The Better Care Fund will also be reformed from 2026-27, with a focus on “providing consistent, joint funding” to services which are “essential to deliver in a fully integrated way” such as discharge, intermediate care, rehabilitation and reablement. 

Workforce and quality

The plan has promised a new 10-Year Workforce Plan later this year and said there will be fewer staff in 2035 than projected by the NHS Long Term Workforce Plan, but that they will have “better training and more exciting roles”. 

It has promised to introduce a new set of staff standards which will, for the first time, “outline minimum standards for modern employment”, which will be introduced in April 2026. 

It set out vague promises on reducing the NHS’s dependence on overseas staff and alluded to reform of national employment contracts amid longstanding frustration over pay structures such as the Agenda for Change framework. 

The 10-Year Health Plan signalled that poor quality care won’t be allowed to persist, with options including bringing in new leadership teams or providers, and ultimately decommissioning or terminating the contracts of existing services. 

The National Quality Board will be reformed and develop a new quality strategy for the NHS, as well as modern service frameworks, similar to the national service frameworks used in the past. The first wave of these frameworks will come next year, with priorities including cardiovascular disease, mental health, frailty and dementia. 

A new AI-led warning system will build on the capabilities of the federated data platform to flag concerns, which could trigger a Care Quality Commission inspection. 

The plan said that when concerns are identified, the CQC will “rapidly assemble inspection teams of highly qualified staff” to assess service quality.
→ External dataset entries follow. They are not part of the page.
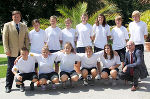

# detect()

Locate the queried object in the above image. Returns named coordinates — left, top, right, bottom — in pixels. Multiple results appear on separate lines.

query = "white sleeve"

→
left=114, top=55, right=121, bottom=64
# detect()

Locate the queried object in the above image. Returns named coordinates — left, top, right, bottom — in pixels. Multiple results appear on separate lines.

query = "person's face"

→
left=12, top=14, right=21, bottom=24
left=42, top=50, right=49, bottom=58
left=85, top=49, right=93, bottom=58
left=98, top=16, right=104, bottom=24
left=33, top=23, right=40, bottom=30
left=65, top=20, right=71, bottom=28
left=104, top=46, right=110, bottom=54
left=127, top=42, right=135, bottom=52
left=132, top=15, right=140, bottom=22
left=81, top=15, right=88, bottom=23
left=65, top=45, right=71, bottom=54
left=115, top=20, right=122, bottom=26
left=50, top=18, right=57, bottom=25
left=21, top=51, right=29, bottom=59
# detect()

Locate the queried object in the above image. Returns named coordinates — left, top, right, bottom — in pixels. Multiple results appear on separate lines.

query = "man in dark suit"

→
left=119, top=41, right=148, bottom=91
left=3, top=11, right=29, bottom=93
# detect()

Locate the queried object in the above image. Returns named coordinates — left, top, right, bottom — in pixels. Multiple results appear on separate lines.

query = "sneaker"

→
left=41, top=85, right=46, bottom=91
left=112, top=79, right=117, bottom=86
left=87, top=75, right=92, bottom=81
left=95, top=74, right=101, bottom=80
left=30, top=82, right=34, bottom=90
left=20, top=84, right=25, bottom=92
left=83, top=79, right=88, bottom=86
left=52, top=84, right=56, bottom=89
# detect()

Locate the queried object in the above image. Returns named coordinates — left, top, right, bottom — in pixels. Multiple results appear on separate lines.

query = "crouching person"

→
left=12, top=47, right=38, bottom=92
The CQC will also be given additional powers to bring legal action against providers.

Technology

There will be an ambient voice technology framework for hospitals and GPs in 2026 and 2027. The document points to an (as yet unpublished) study in London showing savings in clinician time.

The document says patients will be able to add their own data to the planned new single patient record from “validated wearables”. 

The SPR – which will first be trialled in maternity services – will be made possible “through new legislation that places a duty on every health and care provider to make the information they record about a patient, available to that patient”.

The NHS App will be a “full front door to the entire NHS” by 2028. It will “help direct patients to well evidenced consumer healthcare products”.

Innovation

The 10-Year Health Plan confirmed the government’s intention to streamline procurement and adoption of innovative technology, invest in research and development infrastructure, and foster closer working with industry. 

Alongside plans for an innovation passport, next year the government will introduce value-based procurement guidance for devices and digital products. 

To drive innovation, the government said it will invest in the infrastructure needed for improving research, such as setting up Regional Health Innovation Zones “to give health systems the permission and flexibility they need to be more radical and forward-looking on innovation”. 

The plan also pushes for the NHS to be a better partner with industry. “The new centre will ensure relationships with industry are genuine partnerships, where too often they have been transactional,” it explains. It commits to expanding “the role life sciences and technology companies can play in service delivery”.